Closed abhijitcbio closed 1 year ago
Thank you! As mentioned in the README, this file is generated based on examining the SNParray-based copy number calls for TCGA tumors and deciding on the probable boundaries of telomere and centromere for each chromosome arm. The underlying logic is that we expect higher breakpoint density in telomeric and centromeric regions and we used that to determine approximate start and end of p
and q
arms of each chromosome.
If you are trying to make another version of this file, I believe chromosome_info
, p_start
, p_end
, q_start
, and q_end
are the columns needed for main calculations. The remaining columns that are used for making some plots after the main peak finding calculations are q_start1
, and q_end1
, offset
, and middle_of_arm
. They are basically converting the coordinates as if chromosome are stacked one after the other from chromosome 1 to 22 (chromosome 2 starts where chromosome 1 ends etc.). I believe the rest of columns are not used at all anywhere in the code.
And for chromosome X, it's not looked at by the method. Sorry for the confusion, I should remove that. And the reason is that getting good copy number calls for chromosome X is difficult due to sex differences (and probably other reasons) and that can interfere with the analysis on the rest of the chromosomes when you build the background distributions. If you believe you have good copy number data for chromosome X, you need to modify the code so it includes chromosome X segments in the analysis.

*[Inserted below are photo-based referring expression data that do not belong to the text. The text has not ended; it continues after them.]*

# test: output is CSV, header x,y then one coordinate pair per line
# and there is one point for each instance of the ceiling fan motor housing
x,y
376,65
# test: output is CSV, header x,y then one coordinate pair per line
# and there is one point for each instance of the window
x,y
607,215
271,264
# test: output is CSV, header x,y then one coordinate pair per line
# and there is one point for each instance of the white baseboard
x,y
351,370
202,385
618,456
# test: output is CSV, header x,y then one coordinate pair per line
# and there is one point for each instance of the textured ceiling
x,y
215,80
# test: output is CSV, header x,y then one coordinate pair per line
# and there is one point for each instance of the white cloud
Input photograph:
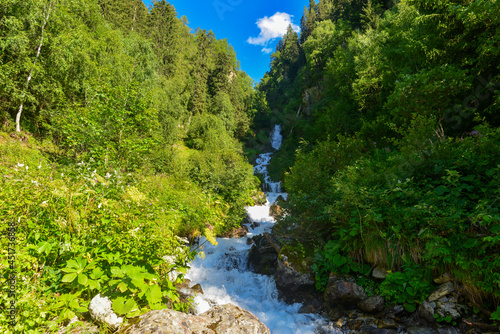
x,y
271,28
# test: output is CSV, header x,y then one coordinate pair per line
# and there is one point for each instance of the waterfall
x,y
225,277
276,137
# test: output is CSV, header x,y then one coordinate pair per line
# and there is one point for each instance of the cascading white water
x,y
276,137
225,277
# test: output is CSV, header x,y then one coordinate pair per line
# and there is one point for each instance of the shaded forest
x,y
119,146
390,111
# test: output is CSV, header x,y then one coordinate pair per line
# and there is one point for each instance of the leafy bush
x,y
80,233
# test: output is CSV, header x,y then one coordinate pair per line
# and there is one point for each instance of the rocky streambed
x,y
351,309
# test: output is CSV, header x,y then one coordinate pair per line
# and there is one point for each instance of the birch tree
x,y
20,111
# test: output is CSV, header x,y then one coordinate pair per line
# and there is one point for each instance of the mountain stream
x,y
225,276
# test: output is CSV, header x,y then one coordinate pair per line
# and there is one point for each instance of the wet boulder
x,y
262,256
221,319
372,304
237,233
101,311
443,290
343,290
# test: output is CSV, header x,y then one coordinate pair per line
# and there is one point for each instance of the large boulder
x,y
237,233
372,304
443,290
101,311
295,286
275,211
221,319
343,290
291,279
263,256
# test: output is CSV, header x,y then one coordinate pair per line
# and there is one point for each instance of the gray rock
x,y
262,256
231,319
426,310
344,291
379,272
223,319
443,290
101,311
387,324
420,330
372,304
372,330
445,278
447,330
447,309
240,232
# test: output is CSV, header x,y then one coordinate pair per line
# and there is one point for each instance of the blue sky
x,y
236,20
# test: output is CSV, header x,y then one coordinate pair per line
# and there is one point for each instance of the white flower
x,y
65,247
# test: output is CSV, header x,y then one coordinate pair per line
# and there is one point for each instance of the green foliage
x,y
330,259
394,106
139,119
80,234
408,287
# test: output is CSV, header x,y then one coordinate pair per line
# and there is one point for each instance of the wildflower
x,y
65,247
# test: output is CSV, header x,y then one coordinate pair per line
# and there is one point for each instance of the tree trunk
x,y
18,115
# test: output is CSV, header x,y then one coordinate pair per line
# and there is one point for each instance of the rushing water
x,y
225,277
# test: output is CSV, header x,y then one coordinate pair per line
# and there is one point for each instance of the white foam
x,y
225,277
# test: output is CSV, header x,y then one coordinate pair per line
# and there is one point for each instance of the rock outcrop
x,y
343,290
101,311
221,319
263,256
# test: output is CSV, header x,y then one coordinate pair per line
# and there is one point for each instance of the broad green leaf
x,y
96,273
124,306
154,294
116,272
68,278
122,287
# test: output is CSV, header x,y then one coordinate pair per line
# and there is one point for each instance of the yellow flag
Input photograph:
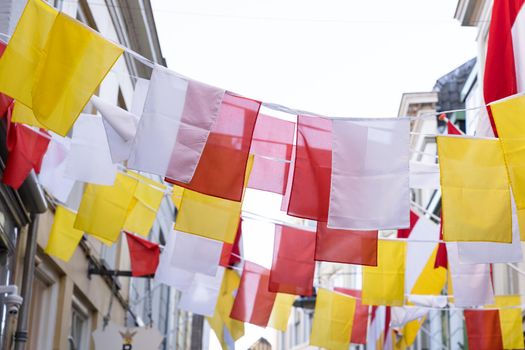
x,y
103,209
209,216
333,320
409,334
384,284
144,206
431,281
281,311
176,196
75,61
64,238
510,320
24,114
475,190
221,321
19,63
511,132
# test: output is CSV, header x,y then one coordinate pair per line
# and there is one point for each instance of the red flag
x,y
359,328
272,146
405,233
231,253
221,168
253,302
310,193
26,149
345,246
504,66
293,264
144,255
483,329
441,255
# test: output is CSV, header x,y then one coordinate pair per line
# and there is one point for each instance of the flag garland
x,y
216,167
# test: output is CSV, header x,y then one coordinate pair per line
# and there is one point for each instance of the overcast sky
x,y
349,58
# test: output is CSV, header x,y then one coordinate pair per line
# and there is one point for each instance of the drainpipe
x,y
21,334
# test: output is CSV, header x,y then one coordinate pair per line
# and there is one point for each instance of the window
x,y
80,326
43,309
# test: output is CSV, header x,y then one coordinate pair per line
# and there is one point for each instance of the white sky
x,y
349,58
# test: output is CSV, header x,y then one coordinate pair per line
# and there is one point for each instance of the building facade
x,y
65,302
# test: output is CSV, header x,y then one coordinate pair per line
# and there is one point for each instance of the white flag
x,y
177,118
471,283
89,159
370,181
418,252
120,126
52,174
167,273
201,297
424,175
196,253
403,314
434,301
491,252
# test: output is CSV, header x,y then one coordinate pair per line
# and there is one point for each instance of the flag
x,y
176,121
483,329
53,170
143,255
285,202
89,159
293,264
282,307
471,283
375,336
333,320
231,253
475,188
26,148
405,233
370,182
511,130
431,279
441,256
424,175
489,252
176,196
171,275
221,169
222,215
120,127
225,328
419,252
201,109
504,68
202,295
24,115
74,62
345,246
253,302
360,323
144,206
510,320
451,128
196,254
23,56
310,185
64,238
384,284
103,209
272,146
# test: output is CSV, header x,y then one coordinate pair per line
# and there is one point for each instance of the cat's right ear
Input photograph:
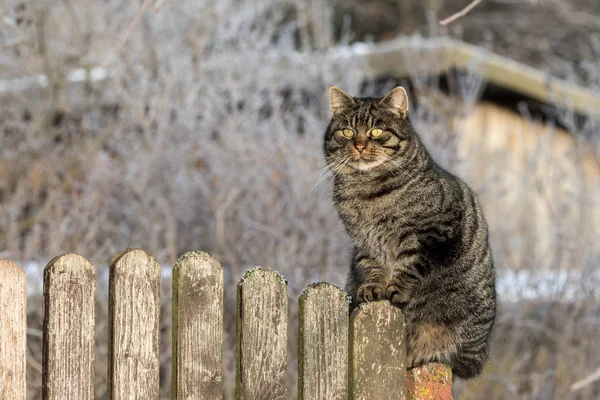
x,y
339,100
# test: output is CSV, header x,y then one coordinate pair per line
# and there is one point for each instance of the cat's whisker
x,y
332,170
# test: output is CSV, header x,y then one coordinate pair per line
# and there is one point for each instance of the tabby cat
x,y
420,238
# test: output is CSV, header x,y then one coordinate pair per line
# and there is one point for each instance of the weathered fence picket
x,y
340,356
69,329
197,328
261,336
323,343
378,352
134,317
13,331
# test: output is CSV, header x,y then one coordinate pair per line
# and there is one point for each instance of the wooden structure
x,y
526,142
340,356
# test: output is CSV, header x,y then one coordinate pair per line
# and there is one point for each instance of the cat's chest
x,y
367,223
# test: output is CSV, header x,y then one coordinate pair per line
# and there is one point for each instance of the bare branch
x,y
461,13
135,23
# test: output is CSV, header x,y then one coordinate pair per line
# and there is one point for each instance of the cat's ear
x,y
397,101
339,100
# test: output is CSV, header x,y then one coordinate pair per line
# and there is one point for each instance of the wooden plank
x,y
134,317
13,331
404,58
261,336
69,329
323,343
431,381
378,352
197,327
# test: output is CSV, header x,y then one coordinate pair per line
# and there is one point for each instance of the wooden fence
x,y
341,356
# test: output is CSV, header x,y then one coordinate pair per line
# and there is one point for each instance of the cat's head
x,y
368,134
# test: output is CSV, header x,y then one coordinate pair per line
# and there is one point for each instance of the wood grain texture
x,y
323,343
261,336
13,331
134,311
378,352
431,381
197,328
69,330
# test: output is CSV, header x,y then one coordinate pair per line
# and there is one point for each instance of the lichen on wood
x,y
323,343
69,328
13,331
197,327
261,359
134,311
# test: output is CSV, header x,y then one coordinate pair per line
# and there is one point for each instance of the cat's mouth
x,y
363,163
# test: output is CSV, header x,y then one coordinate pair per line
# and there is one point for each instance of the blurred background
x,y
197,125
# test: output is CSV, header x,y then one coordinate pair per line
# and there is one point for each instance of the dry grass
x,y
200,141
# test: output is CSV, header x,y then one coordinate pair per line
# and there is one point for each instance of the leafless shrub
x,y
202,140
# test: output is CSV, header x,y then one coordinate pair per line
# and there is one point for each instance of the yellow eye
x,y
349,133
376,132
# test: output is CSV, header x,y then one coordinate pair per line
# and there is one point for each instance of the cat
x,y
420,238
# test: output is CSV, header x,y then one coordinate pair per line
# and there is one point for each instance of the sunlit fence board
x,y
13,331
340,356
134,311
378,352
69,329
197,327
262,336
323,343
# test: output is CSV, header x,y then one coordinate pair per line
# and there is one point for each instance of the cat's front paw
x,y
396,296
370,292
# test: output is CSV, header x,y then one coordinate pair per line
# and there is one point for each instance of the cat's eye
x,y
349,133
376,132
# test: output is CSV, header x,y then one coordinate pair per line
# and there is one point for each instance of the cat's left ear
x,y
397,101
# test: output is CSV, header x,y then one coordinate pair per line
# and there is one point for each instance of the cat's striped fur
x,y
419,234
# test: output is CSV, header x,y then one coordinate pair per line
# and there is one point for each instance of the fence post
x,y
197,327
133,327
429,382
377,352
13,331
261,359
69,329
323,343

Hi, Thanks for your quick reply. I have created the version you suggested
chromosome_info p_start p_end q_start q_end
1 0 121700000 125100000 248956422
10 0 38000000 41600000 133797422
11 0 51000000 55800000 135086622
12 0 33200000 37800000 133275309
13 0 16500000 18900000 114364328
14 0 16100000 18200000 107043718
15 0 17500000 20500000 101991189
16 0 35300000 38400000 90338345
17 0 22700000 27400000 83257441
and successfully ran the python3.10 BISCUT_preprocessing.py
part. But, I am getting the following error while running the Rscript BISCUT_peak_finding.R
code.
[1] 8
[1][1] "2p Cancer amp tel"
"3p Cancer amp tel"
[1] "1p Cancer amp tel"
[1][1] "4p Cancer amp tel"
"5p Cancer amp tel"
[1] "7p Cancer amp tel"
[1] "6p Cancer amp tel"
[1] "9p Cancer amp tel"
[1] "10p Cancer amp tel"
[1] "11p Cancer amp tel"
[1] "8p Cancer amp tel"
[1] "16p Cancer amp cent"
[1] "12p Cancer amp tel"
[1] "18p Cancer amp tel"
[1] "16p Cancer amp tel"
[1] "17p Cancer amp tel"
[1] "13 Cancer amp cent"
[1] "14 Cancer amp cent"
[1] "20p Cancer amp tel"
[1] "19p Cancer amp tel"
[1] "15 Cancer amp cent"
[1] "one-sample ks p-value is 0.717160548429896, ks stat is 0.3"
[1] "1q Cancer amp cent"
[1] "one-sample ks p-value is 0.876160990712074, ks stat is 0.266666666666667"
[1] "21 Cancer amp cent"
[1] "22 Cancer amp cent"
[1] "3q Cancer amp cent"
[1] "4q Cancer amp cent"
[1] "2q Cancer amp cent"
[1] "1q Cancer amp tel"
[1] "21 Cancer amp tel"
[1][1] "11q Cancer amp cent"
"12q Cancer amp cent"
[1] "one-sample ks p-value is 0.549508366396408, ks stat is 0.383333333333333"
[1] "9q Cancer amp cent"
[1] "8q Cancer amp cent"
[1] "10q Cancer amp cent"
[1] "12q Cancer amp tel"
[1] "11q Cancer amp tel"
[1] "8q Cancer amp tel"
[1] "10q Cancer amp tel"
[1] "20q Cancer amp cent"
[1] "19q Cancer amp cent"
[1] "19q Cancer amp tel"
[1] "5q Cancer amp cent"
[1] "6q Cancer amp cent"
[1] "16q Cancer amp cent"
[1] "17q Cancer amp cent"
[1] "7q Cancer amp cent"
[1] "16q Cancer amp tel"
[1] "18q Cancer amp cent"
[1] "18q Cancer amp tel"
[[1]]
NULL
[[2]]
NULL
[[3]]
NULL
...
[[38]]
NULL
[[39]]
NULL
Error in py_call_impl(callable, call_args$unnamed, call_args$named) :
ValueError: No objects to concatenate
Run `reticulate::py_last_error()` for details.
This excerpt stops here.